Challenging yourself is a fairly simple concept, but not easy. Take hiking for example, it’s simple enough; you pack your gear, put one foot after another and walk, just like you do everyday at home to get from one place to another. But, hiking is hard.
It’s hard because it hurts. There’s nothing anyone can do to take away the pain. Even the fittest athletes in the world have to endure pain when they are training, competing or just taking part in their sport of choice for a bit of fun. I’m a fit hiker and I’m used to carrying 20kg+ in my pack, but it hurts like a bastard. My muscles ache, especially my legs and I have a weird hard lump that comes up on my right shoulder. Sometimes it goes down, sometimes it stays put for a couple of months at a time. I get blisters, my pack chafes my lower back and hips. If I hike for more than one day my feet really hurt and it feels like every step I take is a step into a bucket of boiling water.
All of it hurts, but that’s the whole point of challenging myself.
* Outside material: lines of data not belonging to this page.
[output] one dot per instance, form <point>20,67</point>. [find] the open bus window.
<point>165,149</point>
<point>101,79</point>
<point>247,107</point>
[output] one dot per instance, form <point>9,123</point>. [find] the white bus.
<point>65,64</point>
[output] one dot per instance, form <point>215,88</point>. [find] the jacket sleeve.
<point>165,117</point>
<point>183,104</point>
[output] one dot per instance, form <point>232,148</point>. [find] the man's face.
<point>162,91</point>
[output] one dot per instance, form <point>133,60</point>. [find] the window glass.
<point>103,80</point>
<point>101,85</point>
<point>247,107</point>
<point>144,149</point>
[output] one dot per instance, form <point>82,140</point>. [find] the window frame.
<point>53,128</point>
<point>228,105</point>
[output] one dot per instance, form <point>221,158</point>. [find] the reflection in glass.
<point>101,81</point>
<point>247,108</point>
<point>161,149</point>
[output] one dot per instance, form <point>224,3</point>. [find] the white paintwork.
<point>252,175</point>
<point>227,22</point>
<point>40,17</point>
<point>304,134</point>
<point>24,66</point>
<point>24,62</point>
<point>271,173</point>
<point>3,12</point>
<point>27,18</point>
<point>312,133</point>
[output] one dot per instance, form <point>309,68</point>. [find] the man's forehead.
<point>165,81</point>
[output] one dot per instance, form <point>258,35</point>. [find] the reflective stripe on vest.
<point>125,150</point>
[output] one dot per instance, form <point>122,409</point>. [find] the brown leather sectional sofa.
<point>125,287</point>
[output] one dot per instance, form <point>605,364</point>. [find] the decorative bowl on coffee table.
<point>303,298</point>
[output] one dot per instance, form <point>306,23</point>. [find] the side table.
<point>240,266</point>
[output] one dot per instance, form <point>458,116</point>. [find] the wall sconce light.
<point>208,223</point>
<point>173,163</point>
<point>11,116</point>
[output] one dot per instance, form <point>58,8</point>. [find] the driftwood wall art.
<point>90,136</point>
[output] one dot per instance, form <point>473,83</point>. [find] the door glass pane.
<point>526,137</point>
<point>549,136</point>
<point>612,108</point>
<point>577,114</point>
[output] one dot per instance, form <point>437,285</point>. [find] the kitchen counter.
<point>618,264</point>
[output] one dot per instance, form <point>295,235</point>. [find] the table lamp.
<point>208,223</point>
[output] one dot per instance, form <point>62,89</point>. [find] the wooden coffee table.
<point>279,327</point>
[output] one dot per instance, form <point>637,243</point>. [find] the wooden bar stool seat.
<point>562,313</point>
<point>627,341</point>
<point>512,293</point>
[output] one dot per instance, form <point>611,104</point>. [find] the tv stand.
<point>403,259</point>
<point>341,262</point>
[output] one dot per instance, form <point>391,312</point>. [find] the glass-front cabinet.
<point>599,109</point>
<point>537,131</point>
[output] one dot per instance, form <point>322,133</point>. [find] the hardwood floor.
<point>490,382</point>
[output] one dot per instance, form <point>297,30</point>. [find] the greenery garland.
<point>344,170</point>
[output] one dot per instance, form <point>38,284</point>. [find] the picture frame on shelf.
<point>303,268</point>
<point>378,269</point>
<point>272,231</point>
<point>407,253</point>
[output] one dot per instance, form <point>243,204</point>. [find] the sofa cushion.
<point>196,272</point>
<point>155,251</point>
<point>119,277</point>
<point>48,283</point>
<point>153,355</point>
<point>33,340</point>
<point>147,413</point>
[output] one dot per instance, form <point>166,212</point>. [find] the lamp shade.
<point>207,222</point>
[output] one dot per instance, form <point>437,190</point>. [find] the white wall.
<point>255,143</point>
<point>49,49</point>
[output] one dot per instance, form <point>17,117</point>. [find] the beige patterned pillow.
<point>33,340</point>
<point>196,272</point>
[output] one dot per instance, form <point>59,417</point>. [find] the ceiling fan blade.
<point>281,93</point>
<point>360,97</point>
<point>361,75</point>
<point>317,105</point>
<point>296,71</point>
I don’t love the pain, I’m not a freak, but I do love the fact that I can push through it and get to the end of the trail and basically say, “fuck you, pain, I smashed you down!” That’s when I feel like I own the world.
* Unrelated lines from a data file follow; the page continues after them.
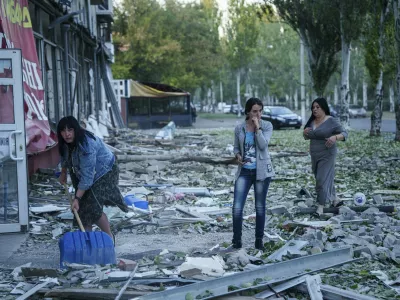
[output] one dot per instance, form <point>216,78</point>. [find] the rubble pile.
<point>179,227</point>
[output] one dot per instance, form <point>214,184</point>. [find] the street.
<point>388,125</point>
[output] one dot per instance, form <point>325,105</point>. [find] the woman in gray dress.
<point>323,131</point>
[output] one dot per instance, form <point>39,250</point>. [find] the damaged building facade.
<point>55,58</point>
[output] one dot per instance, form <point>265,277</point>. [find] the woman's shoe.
<point>113,237</point>
<point>337,203</point>
<point>237,244</point>
<point>318,212</point>
<point>259,244</point>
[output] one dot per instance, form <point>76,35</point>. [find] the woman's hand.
<point>306,131</point>
<point>75,205</point>
<point>330,141</point>
<point>256,124</point>
<point>63,177</point>
<point>239,159</point>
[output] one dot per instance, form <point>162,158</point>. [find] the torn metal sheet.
<point>290,246</point>
<point>47,208</point>
<point>313,286</point>
<point>38,287</point>
<point>333,293</point>
<point>202,192</point>
<point>269,273</point>
<point>281,287</point>
<point>393,284</point>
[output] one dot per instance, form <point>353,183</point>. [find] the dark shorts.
<point>104,191</point>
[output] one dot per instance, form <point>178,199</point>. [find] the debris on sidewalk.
<point>178,229</point>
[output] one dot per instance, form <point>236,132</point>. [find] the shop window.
<point>34,17</point>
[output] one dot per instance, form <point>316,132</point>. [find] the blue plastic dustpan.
<point>86,248</point>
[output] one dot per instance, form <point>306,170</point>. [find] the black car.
<point>234,109</point>
<point>333,111</point>
<point>281,116</point>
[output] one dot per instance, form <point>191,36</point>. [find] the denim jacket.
<point>90,161</point>
<point>262,138</point>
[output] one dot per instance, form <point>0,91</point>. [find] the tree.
<point>396,13</point>
<point>352,15</point>
<point>375,48</point>
<point>319,30</point>
<point>241,38</point>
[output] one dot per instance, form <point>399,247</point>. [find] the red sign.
<point>16,32</point>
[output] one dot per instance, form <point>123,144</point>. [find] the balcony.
<point>104,11</point>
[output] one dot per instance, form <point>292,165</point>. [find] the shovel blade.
<point>86,248</point>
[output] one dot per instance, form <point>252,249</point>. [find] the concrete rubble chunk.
<point>389,241</point>
<point>277,210</point>
<point>313,286</point>
<point>211,266</point>
<point>291,246</point>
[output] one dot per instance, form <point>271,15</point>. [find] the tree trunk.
<point>344,84</point>
<point>296,99</point>
<point>396,10</point>
<point>391,97</point>
<point>335,96</point>
<point>365,95</point>
<point>355,95</point>
<point>238,90</point>
<point>302,84</point>
<point>376,116</point>
<point>221,94</point>
<point>213,100</point>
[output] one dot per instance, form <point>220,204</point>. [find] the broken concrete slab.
<point>291,246</point>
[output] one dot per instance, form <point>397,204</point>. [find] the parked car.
<point>234,109</point>
<point>357,111</point>
<point>281,116</point>
<point>334,112</point>
<point>224,108</point>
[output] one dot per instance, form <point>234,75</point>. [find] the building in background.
<point>73,45</point>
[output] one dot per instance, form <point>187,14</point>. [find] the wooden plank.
<point>89,294</point>
<point>185,210</point>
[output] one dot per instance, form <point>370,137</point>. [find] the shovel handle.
<point>78,219</point>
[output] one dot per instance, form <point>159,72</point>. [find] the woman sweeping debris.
<point>323,131</point>
<point>94,173</point>
<point>255,168</point>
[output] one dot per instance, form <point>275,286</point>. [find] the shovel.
<point>93,247</point>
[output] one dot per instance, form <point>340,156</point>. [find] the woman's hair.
<point>80,133</point>
<point>249,105</point>
<point>324,106</point>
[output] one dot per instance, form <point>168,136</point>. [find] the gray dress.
<point>323,158</point>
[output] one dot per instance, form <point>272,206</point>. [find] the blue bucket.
<point>139,203</point>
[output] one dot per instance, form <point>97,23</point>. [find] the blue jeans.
<point>246,179</point>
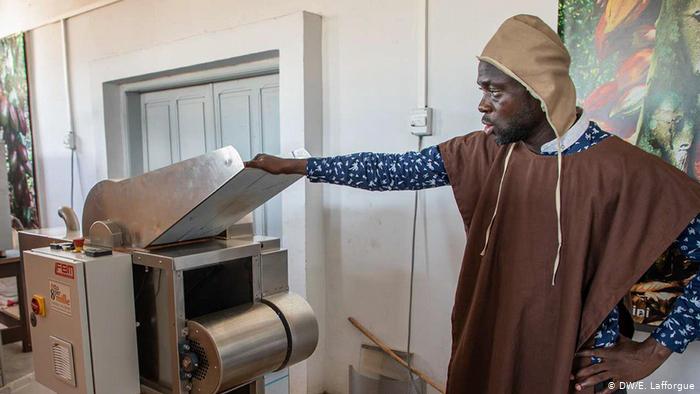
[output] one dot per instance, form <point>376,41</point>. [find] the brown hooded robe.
<point>513,330</point>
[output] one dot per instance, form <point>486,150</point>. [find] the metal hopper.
<point>192,199</point>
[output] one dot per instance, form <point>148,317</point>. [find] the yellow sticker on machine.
<point>59,294</point>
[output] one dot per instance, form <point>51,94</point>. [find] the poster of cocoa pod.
<point>15,129</point>
<point>636,67</point>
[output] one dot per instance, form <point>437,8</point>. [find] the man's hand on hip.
<point>277,165</point>
<point>627,361</point>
Photos online of adventures and adventurers mostly show happy people who are having a great ol’ time in nature with their buddies, but what the photos rarely show is how hard adventuring can be: the brand new tent that leaked like a sieve in a sudden downpour, saturating my down sleeping bag; the rat that ate through my previous hiking tent in an attempt to get to my granola, which I shouldn’t have had in the tent in the first place; getting shot at and having to spend the night at a police station in a town thousands of kilometres away from my home; getting covered in leeches and ticks and having to go to the doctor because almost my entire body came up in a disgusting pimply rash; having to cut a shirt up to tie socks to my feet because my boots caused most of my toenails to lift off; getting lost in the bush and wandering around for hours in the dark; on and on it goes. Yeah, these things are hard and some of them bad, but they didn’t kill me and I got through them, just like I get through the real pain of challenging myself.
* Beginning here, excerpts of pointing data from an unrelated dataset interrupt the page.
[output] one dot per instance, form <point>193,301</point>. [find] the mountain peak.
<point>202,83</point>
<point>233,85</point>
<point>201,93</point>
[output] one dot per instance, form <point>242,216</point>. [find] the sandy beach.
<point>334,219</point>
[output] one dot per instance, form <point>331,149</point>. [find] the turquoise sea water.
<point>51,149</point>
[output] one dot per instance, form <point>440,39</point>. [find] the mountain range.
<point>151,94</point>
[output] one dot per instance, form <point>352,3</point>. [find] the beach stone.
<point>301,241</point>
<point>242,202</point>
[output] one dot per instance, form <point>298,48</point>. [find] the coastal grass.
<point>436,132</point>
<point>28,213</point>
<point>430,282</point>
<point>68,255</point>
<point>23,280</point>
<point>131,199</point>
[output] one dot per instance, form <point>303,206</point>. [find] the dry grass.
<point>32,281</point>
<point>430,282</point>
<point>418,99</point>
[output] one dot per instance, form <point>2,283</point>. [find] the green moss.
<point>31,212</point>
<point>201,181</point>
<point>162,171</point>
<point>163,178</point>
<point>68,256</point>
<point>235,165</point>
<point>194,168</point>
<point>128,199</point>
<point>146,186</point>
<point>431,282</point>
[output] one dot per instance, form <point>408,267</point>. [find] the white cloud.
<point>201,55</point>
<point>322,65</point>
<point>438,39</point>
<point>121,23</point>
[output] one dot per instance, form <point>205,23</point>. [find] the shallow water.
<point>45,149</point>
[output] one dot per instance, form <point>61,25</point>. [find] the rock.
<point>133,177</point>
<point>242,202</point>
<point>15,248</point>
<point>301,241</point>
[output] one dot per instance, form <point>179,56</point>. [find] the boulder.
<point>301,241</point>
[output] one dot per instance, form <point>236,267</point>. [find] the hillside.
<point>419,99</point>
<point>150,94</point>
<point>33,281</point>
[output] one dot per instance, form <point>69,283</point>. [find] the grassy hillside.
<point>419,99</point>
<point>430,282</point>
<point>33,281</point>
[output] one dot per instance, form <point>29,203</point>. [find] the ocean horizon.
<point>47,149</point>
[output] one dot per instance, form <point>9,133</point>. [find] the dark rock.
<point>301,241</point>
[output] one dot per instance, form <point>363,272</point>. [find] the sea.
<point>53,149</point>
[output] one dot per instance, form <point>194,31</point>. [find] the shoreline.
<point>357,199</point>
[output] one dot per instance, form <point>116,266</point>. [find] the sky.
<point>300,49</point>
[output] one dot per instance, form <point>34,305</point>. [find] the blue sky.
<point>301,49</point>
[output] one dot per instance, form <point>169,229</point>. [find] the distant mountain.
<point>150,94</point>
I don’t get through these things because I’m better, stronger or more physically able than other people. I get through them because of the story I tell myself about who I am. That story is about a person who is one tough mofo. This mofo can smash down enemies and rise above those who seek to bring her down. It’s a story about a bad-ass mofo who is the master at overcoming adversity and coming out the other side of a challenge with her integrity intact. I get through the hard stuff because I tell myself that I’m a person who can get through the hard stuff, after which I literally become a person who can get through the hard stuff.
What I’m saying here is this: It’s pretty much all in your head. If you accept the pain and suffering, the only thing that will prevent you from achieving your goal is the voice in your head; your voice: It’s all up to you.
Smiling on the outside, crying on the inside.
Taken in 2015 right before most of my toenails lifted off and I had to tie socks to my feet to continue the hike. I still had more than 20km to go and one more night at a walker’s camp before pick up.